Лёлькины глаза, так похожие на звёзды, вдруг подёргиваются мутью, золотистый блеск начинает пропадать. Она вздыхает и говорит:
– Мамка опять замуж выходит.
– За кого?
– Там один, в городе. Мы к нему переедем. Мамка говорит, у него денег много, мы теперь жить лучше будем. Теперь мы будем счастливыми.
Я молчу, не зная, что ответить, но Лёлька и не ждёт ответа. Мы идём вверх по улице
На следующий день мать увезла Лёльку в город, и я больше никогда её не видел.
Свой счёт
Веретено застыло – не потому что пальцы разучились скручивать нить, нет. И не потому что приходится сидеть за куделью против желания… Ах, как играет гармошка. Наверное, Лёнька Голин, или Рябинин дядя Паша. Ни один другому не уступит. И оба уходят завтра. Кто теперь так сыграет?

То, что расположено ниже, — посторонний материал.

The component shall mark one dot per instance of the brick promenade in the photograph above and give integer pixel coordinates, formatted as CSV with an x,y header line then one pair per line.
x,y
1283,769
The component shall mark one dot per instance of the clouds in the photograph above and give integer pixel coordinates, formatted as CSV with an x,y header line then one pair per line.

Голос гармошки оборвался, и стало слышно, как по крыше кто-то стучит. Будто птица выбивает из-под дранки жучков. Маруся прислушалась, но гармонь запела вновь, и нестройный хор потянул, заглушая стук:
Как родная меня мать
Провожала,
Тут и вся моя родня
Набежала…
Ах, как играет… А может, бросить прялку да пойти на улицу? Говорила мама – ступай, только старики да дети по избам сидят ныне. Да и те, верно, не усидели. Вся деревня на проводы вышла. Грех не попрощаться, иначе получится, сама себя наказала. За что? Не из-за Васьки же Большакова.

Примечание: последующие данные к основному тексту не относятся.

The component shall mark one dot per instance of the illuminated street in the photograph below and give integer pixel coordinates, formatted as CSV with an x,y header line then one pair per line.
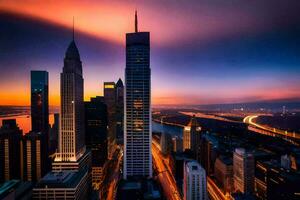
x,y
112,179
165,177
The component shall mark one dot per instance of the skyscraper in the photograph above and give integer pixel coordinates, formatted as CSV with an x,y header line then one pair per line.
x,y
243,171
70,176
194,184
137,118
120,112
191,135
39,101
71,137
10,151
110,101
35,154
96,136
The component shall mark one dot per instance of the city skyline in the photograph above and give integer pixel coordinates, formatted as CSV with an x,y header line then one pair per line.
x,y
201,102
220,55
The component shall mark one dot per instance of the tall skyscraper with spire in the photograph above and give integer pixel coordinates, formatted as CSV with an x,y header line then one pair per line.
x,y
137,118
71,137
70,177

Нет. Нет-нет… и Большаков тут не при чём, ну его. Отец жаловался: рушники не вышиты – вот и надо нитей навить, а Татьяна потом петухов да олешек на рушниках тех вышьет, и красиво будет, и отцу в радость…
Голоса становились глуше, расплывались в воздухе, мешались с собачим лаем и, наконец, вовсе стихли. Значит, ушли на тот край, к прудку. Жаль, теперь и не послушать даже.

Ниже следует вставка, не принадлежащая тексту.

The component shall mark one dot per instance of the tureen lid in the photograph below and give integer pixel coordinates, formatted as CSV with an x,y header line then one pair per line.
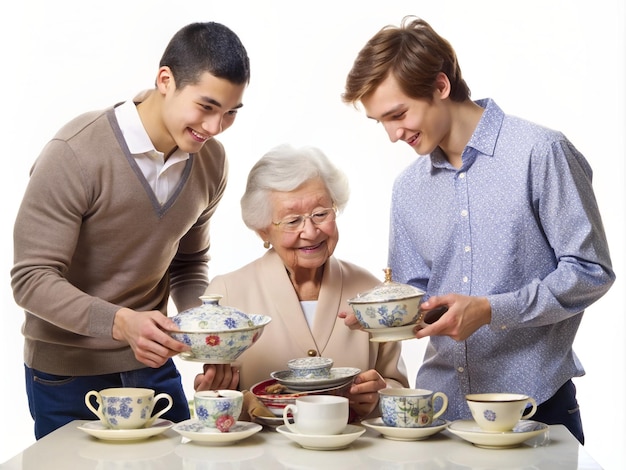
x,y
387,291
211,316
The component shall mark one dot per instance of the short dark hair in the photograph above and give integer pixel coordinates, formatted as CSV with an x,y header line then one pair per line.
x,y
206,47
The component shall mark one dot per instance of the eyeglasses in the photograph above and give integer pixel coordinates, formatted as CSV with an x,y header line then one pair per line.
x,y
295,223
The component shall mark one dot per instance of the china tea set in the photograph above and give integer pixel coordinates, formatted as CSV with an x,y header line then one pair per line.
x,y
307,399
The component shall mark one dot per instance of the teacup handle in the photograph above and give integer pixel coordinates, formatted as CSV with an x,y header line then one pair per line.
x,y
164,410
96,411
293,409
532,411
444,404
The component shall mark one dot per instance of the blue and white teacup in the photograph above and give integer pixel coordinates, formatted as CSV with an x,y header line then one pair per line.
x,y
127,407
410,407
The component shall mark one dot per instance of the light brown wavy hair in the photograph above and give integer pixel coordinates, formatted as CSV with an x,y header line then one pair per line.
x,y
414,53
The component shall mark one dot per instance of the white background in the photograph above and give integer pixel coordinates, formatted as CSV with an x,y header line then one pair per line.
x,y
556,62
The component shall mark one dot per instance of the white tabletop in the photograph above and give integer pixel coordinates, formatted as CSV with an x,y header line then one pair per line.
x,y
69,448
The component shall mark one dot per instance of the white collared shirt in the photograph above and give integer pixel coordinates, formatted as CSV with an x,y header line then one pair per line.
x,y
163,176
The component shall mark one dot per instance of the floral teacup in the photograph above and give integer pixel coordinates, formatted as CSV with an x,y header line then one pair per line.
x,y
218,409
410,407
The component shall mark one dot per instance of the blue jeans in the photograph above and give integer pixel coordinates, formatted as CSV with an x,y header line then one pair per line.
x,y
55,400
562,408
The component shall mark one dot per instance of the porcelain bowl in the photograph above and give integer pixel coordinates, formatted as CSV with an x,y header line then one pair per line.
x,y
217,334
388,305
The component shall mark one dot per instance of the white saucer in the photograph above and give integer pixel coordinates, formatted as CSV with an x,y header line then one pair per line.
x,y
338,376
396,333
99,430
471,432
332,442
194,430
271,422
405,434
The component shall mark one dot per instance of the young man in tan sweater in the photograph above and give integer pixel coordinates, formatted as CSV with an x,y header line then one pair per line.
x,y
114,220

По крыше вновь застучали, и почти сразу с улицы долетел рассерженный голос бабушки.
– Куды? Куды забрался, бес? Вот возьму ухват-то! Манька, эй! Выглянь-ко! Опять жених твой чудит.
Маруся воткнула веретено в кудель, подошла к окну. Неужто Васька?
– Кто, бабуль?
– Да хто ж ещё? Кольша, сынок шваря топанского, будь он неладен.
– Не, бабуль, то не жених.
– А хто ж тоды? Пошто он, еретик, ёлку к крыше прибивает? Жених, знамо. Тож на войну собрался. Вот ведь беда, сопли до поясу, а туда же.
Худенький паренек, оседлав охлупень, прилаживал к стамику пушистую ёлочку, и будто не слышал ничего. Трёхшёрстная кошка сидела рядом, с любопытством поглядывая на человека.
– Слазь, говорю! Уууу, Ирод. Манька, выдь на волю!
– Бабуль, да…
– Выдь, говорю! – и, продвигаясь боком к крылечку, погрозила парню пальцем. – Погоди, у меня в печи чугунок стоит, вот принесу щас кипятку.